Since involuntary shaking of hands is widely associated with Parkinson's disease, it can cause panic and concern among people when they experience it out of the blue. However, the disease is only one of the many causes that can leave your hands trembling.

Sometimes my hands tremble when I'm pouring tea or trying to hold something steady. Should I be worried?

Involuntary shaking or trembling movements are known as tremors. Hand tremors during delicate activities are considered to be quite common.

"Some degree of tremor during movements is normal for everyone," stated the Washington University Physicians website.

The tremor present in all people is referred to as a physiologic tremor, typically influenced by lifestyle factors.

What are the factors? And what happens if the tremors persist even if these factors are controlled?

1. Fatigue: Have you been cutting down on your nightly rest? Tiredness, lack of sleep or reduced quality of rest may also be the reasons behind your hands shaking as they reach for your morning coffee, which brings us to the next factor.

2. Beverages: Excessive alcohol intake or consuming more than 300 mg of caffeine

3. Stress: General stress and anxiety-inducing situations may cause an enhanced physiologic tremor

4. Medications: Taking medications such as amphetamines, thyroid hormones, lithium, antidepressants etc.

But if the tremors seem to continue even when those stressors are alleviated, it may be a sign of essential tremor, which is the most common tremor syndrome observed in adults, usually occurring after the age of 50.

"If you're resting and not doing anything, your hands are very still, whereas when you try to do something with your hands, such as writing or even holding a coffee cup, your hands will be tremoring," said Dr. Lauren Schrock, a neurologist affiliated with the University of Utah.

How dangerous is it to have an essential tremor?

Experts have identified it as a permanent nerve disorder that affects about 1 in 25 people, making it somewhat common. The condition typically occurs in older adults and worsens with age. The tremors occur sporadically and do not affect anything apart from movement and voice. Symptoms range from mild or moderate, due to which essential tremors are not considered life-threatening or dangerous. Older patients may find it difficult to eat, write, paint, wear makeup, shave, etc. 

A neurologist will first diagnose the tremor by observing it, understanding your family history, looking at your medications, etc. Diagnosis is important to rule out Parkinson's disease, which is rare but the most serious cause of tremors.
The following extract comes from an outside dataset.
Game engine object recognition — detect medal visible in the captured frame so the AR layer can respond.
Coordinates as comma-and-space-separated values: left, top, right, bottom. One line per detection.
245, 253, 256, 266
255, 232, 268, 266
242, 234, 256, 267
Most people who first notice their hands shaking are worried about this. What are the signs that someone may have Parkinson's?
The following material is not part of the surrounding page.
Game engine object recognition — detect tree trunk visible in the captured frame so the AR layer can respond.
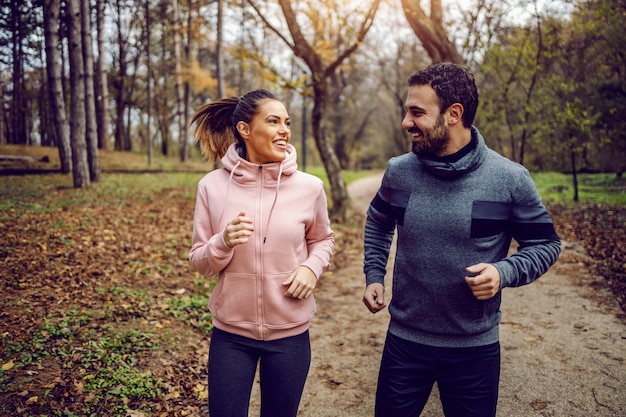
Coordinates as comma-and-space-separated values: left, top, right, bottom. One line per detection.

For people who may have Parkinson's, the shaking is worse when the hand is at rest and not performing any activity, unlike an essential tremor.
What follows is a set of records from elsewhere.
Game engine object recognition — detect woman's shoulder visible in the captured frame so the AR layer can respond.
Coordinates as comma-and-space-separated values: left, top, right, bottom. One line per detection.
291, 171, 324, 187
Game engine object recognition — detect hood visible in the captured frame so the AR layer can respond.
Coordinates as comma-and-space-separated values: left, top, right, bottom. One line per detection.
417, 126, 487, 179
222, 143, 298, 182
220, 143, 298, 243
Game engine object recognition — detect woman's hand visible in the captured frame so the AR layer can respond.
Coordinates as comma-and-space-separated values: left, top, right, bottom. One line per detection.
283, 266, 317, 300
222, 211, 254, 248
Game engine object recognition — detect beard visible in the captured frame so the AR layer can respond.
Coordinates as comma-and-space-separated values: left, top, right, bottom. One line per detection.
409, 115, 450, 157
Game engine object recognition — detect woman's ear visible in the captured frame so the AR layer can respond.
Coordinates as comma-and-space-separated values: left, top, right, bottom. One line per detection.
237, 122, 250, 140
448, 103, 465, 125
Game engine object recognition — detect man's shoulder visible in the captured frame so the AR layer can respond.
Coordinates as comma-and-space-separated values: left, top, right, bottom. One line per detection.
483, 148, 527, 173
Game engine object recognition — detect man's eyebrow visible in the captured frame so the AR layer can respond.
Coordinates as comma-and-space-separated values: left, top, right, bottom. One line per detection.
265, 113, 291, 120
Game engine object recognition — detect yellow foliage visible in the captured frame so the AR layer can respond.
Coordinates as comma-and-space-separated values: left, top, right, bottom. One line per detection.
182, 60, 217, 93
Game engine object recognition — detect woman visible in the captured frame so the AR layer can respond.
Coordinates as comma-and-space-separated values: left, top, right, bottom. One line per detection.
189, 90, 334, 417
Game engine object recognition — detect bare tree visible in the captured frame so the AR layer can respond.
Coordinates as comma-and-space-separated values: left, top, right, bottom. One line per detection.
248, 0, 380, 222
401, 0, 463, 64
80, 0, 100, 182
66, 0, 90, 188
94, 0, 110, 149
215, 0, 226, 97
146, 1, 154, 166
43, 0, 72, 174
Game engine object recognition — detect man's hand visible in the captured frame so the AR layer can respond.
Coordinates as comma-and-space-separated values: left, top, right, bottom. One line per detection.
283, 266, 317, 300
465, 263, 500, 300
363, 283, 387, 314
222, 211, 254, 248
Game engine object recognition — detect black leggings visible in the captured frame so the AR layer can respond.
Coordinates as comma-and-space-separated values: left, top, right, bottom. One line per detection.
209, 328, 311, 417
"The shaking in Parkinson’s disease is often called ‘pill rolling’ because it is like rolling a small pill between your thumb and the side of your index finger," explained Dr. Gathline Etienne, a neurologist at Piedmont Healthcare in Georgia.

Stiffness will become evident as you hunch over and start shuffling instead of walking. Another sign to watch out for is a change in speech pattern and facial expressions. Your voice can become soft or hoarse, while your face can appear "depressed" due to small facial muscles being unable to move. Furthermore, you may lose your sense of smell and find your handwriting becoming smaller.